In the last decade, the international community has become more aware of the connection between human rights and the environment, and this area is dealt with by the United Nations Environment Programme and the Office of the UN High Commissioner for Human Rights. The latter has frequently emphasised the effect of climate change on the enjoyment of human rights. The UN Human Rights Council passed a number of resolutions addressing the connection between human rights and the environment, and in 2012, on the initiative of Slovenia and other countries, the Council  appointed the Independent Expert on human rights obligations relating to the enjoyment of a safe, clean, healthy and sustainable environment. In March 2015, the mandate was extended to 3 years as a Special Rapporteur. The mandate holder remains John Knox.


The right to a healthy living environment is enshrined in Article 72 of the Constitution of the Republic of Slovenia. Article 72 stipulates that national laws shall set forth the individual's right to a healthy living environment,  conditions and manners in which economic and other activities are pursued and conditions to determine compensation in a case of individual's  damage of the living. Additionally, Article 11 of the Environment Protection Act stipulates that "The State shall provide for the elimination of consequences of excessive environmental burdens and shall cover the costs of such elimination if payment of costs cannot be imposed on particular or identifiable persons causing the burden or if there is no legal basis for the imposition of liabilities."


In 2010,  then current Slovenian Human Rights Ombudsman held an international conference titled Environment and Human Rights: Public Participation in Environmental Matters.
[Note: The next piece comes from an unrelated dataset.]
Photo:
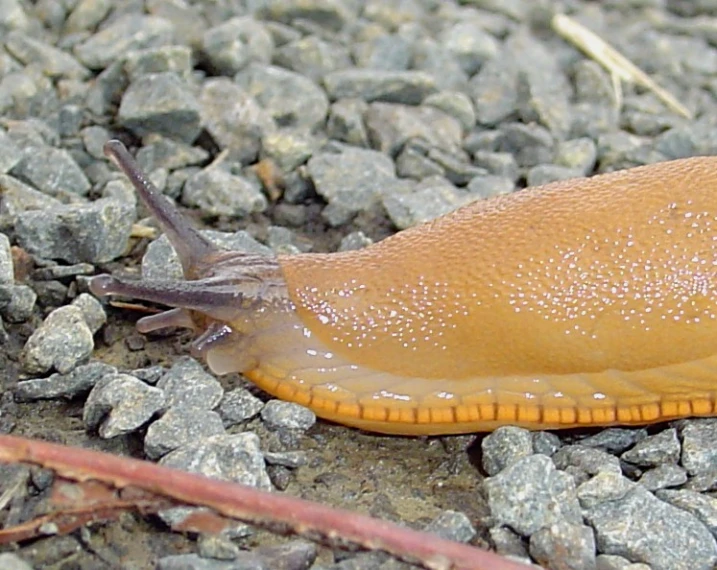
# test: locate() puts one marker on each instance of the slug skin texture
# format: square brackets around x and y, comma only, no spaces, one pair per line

This was one of Ombudsman Čebašek Travnik's priority areas.


Slovenia supports the international community's efforts to link human rights and the environment at the global level. Since 2011, Slovenia has participated in a group of countries which underline the connection between respect for human rights and the enjoyment of safe, clean, healthy and sustainable environment and table resolutions on this topic to the UN Human Rights Council. Slovenia's activities arise from the firm belief that solving contemporary problems dictates a comprehensive approach which takes into account security and development issues as well as human rights as the foundations of democratic societies and sustainable development. Slovenia thus strives for mutual links and cooperation between various pillars of the international system and their coordinated action.


Right to drinking water and sanitation


In 2010, in Resolution 64/292, the UN General Assembly explicitly recognised the human right to water and sanitation and acknowledged that clean drinking water and sanitation are essential to the realisation of all human rights.
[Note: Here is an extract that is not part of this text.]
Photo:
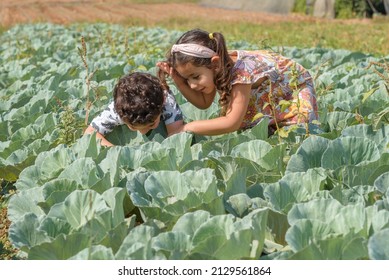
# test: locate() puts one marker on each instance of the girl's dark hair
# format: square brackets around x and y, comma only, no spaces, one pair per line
[214,41]
[138,98]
The right to drinking water is also a central concern of the UN Human Rights Council; in 2008, it established the mandate of the Independent Expert, now Special Rapporteur on the human right to safe drinking water and sanitation.


In the multilateral sphere, Slovenia is a staunch supporter of the international community's efforts to enforce the human right to drinking water and sanitation. It participates in the Blue Group in Geneva, where it strives for the universal human right to drinking water and sanitation. Slovenia also emphasises the link between access to drinking water and human rights in its foreign policy and development cooperation.


In 2010,  then current Independent Expert on the right to safe drinking water and sanitation, Catarina de Albuquerque, visited Slovenia. This was the first visit to Slovenia by a UN Human Rights Council's special rapporteur.